Larger terrestrial earthworms are also called megadriles (or big worms), as opposed to the microdriles (or small worms) in the semiaquatic familiesTubificidae, Lumbriculidae, and Enchytraeidae, among others. The megadriles are characterized by having a distinct clitellum (which is more extensive than that of microdriles) and a vascular system with true capillaries.
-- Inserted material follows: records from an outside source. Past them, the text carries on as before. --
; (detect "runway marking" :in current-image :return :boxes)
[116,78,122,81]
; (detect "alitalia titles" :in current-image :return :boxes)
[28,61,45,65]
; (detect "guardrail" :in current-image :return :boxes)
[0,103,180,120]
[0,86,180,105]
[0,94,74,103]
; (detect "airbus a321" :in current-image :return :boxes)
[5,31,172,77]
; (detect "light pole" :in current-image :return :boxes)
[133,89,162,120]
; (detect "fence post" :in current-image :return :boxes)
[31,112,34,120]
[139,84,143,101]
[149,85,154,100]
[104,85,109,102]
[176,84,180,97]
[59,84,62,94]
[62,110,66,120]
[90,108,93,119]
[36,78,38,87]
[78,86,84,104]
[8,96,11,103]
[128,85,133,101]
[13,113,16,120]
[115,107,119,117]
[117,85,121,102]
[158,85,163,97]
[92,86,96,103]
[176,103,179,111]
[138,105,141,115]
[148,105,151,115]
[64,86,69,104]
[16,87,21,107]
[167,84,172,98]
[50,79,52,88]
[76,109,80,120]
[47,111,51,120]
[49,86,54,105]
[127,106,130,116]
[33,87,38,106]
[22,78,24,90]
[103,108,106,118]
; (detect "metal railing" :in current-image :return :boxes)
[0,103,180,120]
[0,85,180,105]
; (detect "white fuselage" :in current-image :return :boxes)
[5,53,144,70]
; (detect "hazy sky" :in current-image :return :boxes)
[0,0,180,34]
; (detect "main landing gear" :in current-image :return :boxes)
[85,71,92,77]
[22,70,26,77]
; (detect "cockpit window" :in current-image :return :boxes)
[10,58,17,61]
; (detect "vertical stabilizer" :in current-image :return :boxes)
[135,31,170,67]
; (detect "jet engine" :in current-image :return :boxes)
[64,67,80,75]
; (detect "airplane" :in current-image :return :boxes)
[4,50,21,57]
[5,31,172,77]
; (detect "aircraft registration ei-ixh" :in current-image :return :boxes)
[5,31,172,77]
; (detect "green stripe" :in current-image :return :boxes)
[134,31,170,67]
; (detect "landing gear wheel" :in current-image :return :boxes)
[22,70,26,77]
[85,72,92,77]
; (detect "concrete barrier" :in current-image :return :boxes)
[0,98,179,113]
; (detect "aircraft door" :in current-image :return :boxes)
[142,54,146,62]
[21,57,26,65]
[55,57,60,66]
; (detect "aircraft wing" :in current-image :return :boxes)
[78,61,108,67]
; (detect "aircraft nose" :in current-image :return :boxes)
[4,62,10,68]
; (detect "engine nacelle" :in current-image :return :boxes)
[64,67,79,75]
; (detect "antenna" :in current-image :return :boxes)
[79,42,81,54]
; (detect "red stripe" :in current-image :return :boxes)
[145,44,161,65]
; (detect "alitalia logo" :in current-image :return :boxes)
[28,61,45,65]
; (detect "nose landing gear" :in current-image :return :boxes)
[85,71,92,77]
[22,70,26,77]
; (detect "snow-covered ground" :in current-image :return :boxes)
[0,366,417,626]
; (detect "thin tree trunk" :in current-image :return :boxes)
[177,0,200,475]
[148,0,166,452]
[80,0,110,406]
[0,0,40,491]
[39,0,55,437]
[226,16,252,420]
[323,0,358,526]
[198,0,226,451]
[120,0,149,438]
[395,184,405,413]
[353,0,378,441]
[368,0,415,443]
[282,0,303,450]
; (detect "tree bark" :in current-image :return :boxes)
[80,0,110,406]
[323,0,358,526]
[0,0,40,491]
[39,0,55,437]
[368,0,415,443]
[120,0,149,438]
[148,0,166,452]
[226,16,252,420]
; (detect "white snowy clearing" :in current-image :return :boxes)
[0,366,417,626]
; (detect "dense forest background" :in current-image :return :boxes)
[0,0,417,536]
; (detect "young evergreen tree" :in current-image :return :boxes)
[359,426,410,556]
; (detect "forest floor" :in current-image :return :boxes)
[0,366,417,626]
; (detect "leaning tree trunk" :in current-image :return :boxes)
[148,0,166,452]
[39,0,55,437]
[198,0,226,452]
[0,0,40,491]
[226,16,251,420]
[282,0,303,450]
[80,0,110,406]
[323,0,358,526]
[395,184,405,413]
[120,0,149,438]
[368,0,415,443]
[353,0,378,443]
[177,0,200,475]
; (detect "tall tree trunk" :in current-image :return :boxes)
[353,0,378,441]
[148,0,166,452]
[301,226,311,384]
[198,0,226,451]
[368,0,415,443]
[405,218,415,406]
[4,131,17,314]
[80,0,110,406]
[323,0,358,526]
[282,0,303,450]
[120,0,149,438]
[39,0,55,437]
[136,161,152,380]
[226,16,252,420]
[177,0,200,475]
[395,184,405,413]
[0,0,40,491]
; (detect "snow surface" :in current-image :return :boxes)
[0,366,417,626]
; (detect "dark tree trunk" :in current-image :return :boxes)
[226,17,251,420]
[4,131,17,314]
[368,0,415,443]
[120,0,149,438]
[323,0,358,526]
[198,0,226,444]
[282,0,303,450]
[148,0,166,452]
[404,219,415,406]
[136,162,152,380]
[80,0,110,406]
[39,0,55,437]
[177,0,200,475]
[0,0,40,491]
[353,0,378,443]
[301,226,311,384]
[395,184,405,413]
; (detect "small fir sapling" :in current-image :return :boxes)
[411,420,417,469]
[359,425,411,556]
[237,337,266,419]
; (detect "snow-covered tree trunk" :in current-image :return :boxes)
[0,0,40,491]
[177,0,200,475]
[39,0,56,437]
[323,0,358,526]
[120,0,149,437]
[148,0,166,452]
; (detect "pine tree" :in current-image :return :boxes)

Earthworms are far less abundant in disturbed environments and are typically active only if water is present.
Millipedes (class Diplopoda) are myriapodous arthropods that have two pairs of legs on most body segments. Each double-legged segment is a result of two single segments fused together as one (the name "Diplopoda" comes from the Greek words διπλοῦς (diplous), "double" and ποδός (podos), "foot"). Most millipedes have very elongated cylindrical or flattened bodies with more than 20 segments, while pill millipedes are shorter and can roll into a ball, like a pillbug.
The name "millipede" is a compound word formed from the Latin roots mille ("thousand") and pes ("foot"). Despite their name, no known millipede has 1,000 legs, although the rare species Illacme plenipes has up to 750. Common species have between 36 and 400 legs. There are approximately 12,000 named species in ca. 140 families. The longest species is the giant African millipede (Archispirostreptus gigas).
Most millipedes are slow-moving detritivores, eating decaying leaves and other dead plant matter. However, they can also be minor garden pests, especially in greenhouses where they can cause severe damage to emergent seedlings.
Millipedes can be easily distinguished from the somewhat similar and related centipedes (Class Chilopoda) which move rapidly, are carnivorous, and have a single pair of legs for each body segment. The scientific study of millipedes is known as diplopodology, and a scientist who studies them is called a diplopodologist.
This class of arthropod is thought to be among the first animals to have colonised land during the Silurian geologic period. These early forms probably ate mosses and primitive vascular plants. The oldest known land creature, Pneumodesmus newmani, was a 1 cm (0.39 in) long millipede, and lived 428 million years ago. In the Upper Carboniferous (340 to 280 million years ago),Arthropleura became the largest known land invertebrate of all time, reaching lengths of up to 2.6 m (8 ft 6 in). Millipedes, centipedes, and other terrestrial arthropods attained very large sizes in comparison to modern species in the oxygen-rich environments of the Devonian and Carboniferous periods, and some could grow larger than one metre. As oxygen levels lowered through time, arthropods became smaller in size.
Millipedes range from 2 mm (0.079 in) to around 35 cm (14 in) in length, and can have as few as eleven to over one hundred segments. They are generally black or brown in colour, although there are a few brightly coloured species.
The millipede's most obvious feature is its large number of legs. Having many short legs makes millipedes rather slow, but the many legs pushing in unison provides powerful strength for burrowing.